Richard Phipson, the architect of the 1870s restoration, believed the chancel was 14th century, and that the rest of the church was added to this in the 15th century, replacing a Norman or 13th century structure. There were two chantry chapels at the east end of the aisles. That on the north side was for Sir Richard Brewse, whose family owned one of the manors, and the south chapel (founded circa 1306) belonged to the Shelton family, who owned the other manor. These chapels were dedicated to Our Lady and to her mother Saint Anne.

The coronets and roses on the great west doorway, lead several experts to believe that Stradbroke’s glorious tower was built by William De La Pole, who died in 1450.

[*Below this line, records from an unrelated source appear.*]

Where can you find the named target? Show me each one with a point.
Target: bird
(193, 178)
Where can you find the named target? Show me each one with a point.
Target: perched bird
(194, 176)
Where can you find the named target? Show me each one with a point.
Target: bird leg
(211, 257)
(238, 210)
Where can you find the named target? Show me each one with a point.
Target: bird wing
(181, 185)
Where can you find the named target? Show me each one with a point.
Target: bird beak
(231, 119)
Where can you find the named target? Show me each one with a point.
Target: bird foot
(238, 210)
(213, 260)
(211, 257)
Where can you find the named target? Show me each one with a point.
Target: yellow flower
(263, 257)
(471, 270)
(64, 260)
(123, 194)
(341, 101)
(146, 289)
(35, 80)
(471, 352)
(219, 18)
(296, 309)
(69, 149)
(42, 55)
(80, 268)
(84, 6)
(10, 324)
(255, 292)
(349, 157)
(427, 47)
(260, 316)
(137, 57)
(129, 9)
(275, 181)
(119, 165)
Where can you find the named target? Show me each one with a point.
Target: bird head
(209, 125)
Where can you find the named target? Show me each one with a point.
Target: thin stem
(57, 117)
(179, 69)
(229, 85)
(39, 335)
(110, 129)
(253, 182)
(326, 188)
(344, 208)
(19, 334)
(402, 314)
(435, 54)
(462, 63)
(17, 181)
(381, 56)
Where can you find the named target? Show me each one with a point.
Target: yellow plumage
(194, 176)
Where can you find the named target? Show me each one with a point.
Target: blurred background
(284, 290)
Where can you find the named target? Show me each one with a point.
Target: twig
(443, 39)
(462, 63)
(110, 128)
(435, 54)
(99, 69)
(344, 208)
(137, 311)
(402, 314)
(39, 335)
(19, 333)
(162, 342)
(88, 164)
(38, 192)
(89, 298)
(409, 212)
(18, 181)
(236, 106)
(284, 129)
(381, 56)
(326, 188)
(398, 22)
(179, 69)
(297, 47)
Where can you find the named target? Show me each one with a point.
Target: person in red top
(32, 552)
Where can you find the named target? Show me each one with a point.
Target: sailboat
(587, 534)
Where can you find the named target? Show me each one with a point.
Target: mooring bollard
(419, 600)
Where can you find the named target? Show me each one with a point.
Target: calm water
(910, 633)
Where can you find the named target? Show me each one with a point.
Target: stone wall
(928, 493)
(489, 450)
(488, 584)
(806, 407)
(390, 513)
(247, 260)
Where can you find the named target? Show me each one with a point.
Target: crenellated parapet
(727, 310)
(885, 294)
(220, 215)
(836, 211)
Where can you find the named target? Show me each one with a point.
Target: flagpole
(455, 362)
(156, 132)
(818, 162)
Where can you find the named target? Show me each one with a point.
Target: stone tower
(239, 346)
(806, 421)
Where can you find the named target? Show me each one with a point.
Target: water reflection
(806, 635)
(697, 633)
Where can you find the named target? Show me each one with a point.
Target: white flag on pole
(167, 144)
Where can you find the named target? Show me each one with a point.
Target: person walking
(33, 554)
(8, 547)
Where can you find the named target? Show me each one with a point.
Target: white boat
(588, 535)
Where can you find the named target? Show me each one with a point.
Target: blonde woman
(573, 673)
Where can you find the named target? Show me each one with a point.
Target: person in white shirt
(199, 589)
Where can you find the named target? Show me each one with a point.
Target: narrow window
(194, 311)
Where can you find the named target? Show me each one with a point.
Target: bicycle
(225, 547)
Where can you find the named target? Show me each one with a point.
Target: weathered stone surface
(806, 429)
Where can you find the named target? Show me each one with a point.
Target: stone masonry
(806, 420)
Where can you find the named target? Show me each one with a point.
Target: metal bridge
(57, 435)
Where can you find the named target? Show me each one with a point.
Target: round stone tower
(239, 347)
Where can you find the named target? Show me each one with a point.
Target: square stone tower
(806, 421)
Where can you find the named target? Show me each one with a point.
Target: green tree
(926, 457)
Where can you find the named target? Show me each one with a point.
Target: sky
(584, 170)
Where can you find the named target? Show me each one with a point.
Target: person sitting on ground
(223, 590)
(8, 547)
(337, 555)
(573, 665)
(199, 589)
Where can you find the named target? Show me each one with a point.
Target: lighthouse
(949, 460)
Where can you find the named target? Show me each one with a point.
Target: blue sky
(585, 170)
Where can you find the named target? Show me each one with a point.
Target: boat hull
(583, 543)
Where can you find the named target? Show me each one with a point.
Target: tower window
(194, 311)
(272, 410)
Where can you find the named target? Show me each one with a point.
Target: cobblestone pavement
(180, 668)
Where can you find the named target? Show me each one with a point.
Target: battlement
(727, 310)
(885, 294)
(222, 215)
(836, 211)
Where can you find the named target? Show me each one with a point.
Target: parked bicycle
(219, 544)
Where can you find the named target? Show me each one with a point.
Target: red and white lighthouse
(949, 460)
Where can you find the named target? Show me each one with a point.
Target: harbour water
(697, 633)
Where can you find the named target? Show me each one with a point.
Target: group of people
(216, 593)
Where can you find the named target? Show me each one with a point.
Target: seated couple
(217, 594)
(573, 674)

Records of bequests during the second half of the 15th century, tell us that there was much rebuilding and refurbishment taking place over this period.

 

From Reformation to the Mid 19th Century

With the reformation in the mid 16th century came new liturgical requirements, which changed the interior decor of churches. Services were now in English rather than Latin, and old visual aids were no longer necessary, so a great deal of colour and craftmanship was destroyed. Among many other changes during this time, the Chantry Chapels were suppressed, roods were taken down, Queen Elizabeth I ordered that stone altars should be replaced by wooden tables, and the wall paintings were replaced by godly texts in English.

Several remaining items of pre-Reformation craftsmanship which had survived, did not escape the eagle eye of William Dowsing, the Puritan inspector of churches for the destruction of ‘superstitious’ images and inscriptions, who had lived in nearby Laxfield.

The 18th and early 19th century saw our churches furnished for the plain and Prayer Book worship of the Established Church. The people sat (according to their various stations and classes) in tall, square, box-pews. Towering above these was the 3-decker pulpit, where the parson preached from the top deck, read the service from the middle deck, and in the lower deck sat the Parish Clerk, who kept his eye on the congregation and led them in responses and the amen.

In 1823 the Reverend William White became Vicar of Stradbroke. He was concerned about the dilapidated state of the church at that time and especially the poor seating. About 1824 he restored the building and had new box-pews made. This was of course well before the Victorian period and the Gothic Revival, so his pew scheme was in accordance with the 18th century fashion of box-pews gathered around the pulpit.

 

The Restoration in the Mid 1870s

The vicar from 1861-1880 was the Reverend J.C. Ryle, who was one of the leading Evangelicals of the second half of the 19th century. He had restored the Helmingham Church and had preached at the reopening services after restoration of several churches. In 1870, he began to appeal for money to restore Stradbroke Church and issued a tract setting out his needs and asking his friends, admirers, and readers all over the United Kingdom to raise the £2700 which he needed restore his church.

The restoration was a thorough one and much of what we see today in the church dates from that time. In a way this is superficially a largely Victorian church. What was not renewed was carefully cleaned and replaced in many instances. The work was done accurately and sympathetically.
The architect was Richard Makilwaine Phipson, the surveyor to the Diocese of Norwich, who restored many East Anglian churches. The newspaper account of the restoration commented that “Mr Phipson has a horror of doing things by halves”, and this is very true of the work here.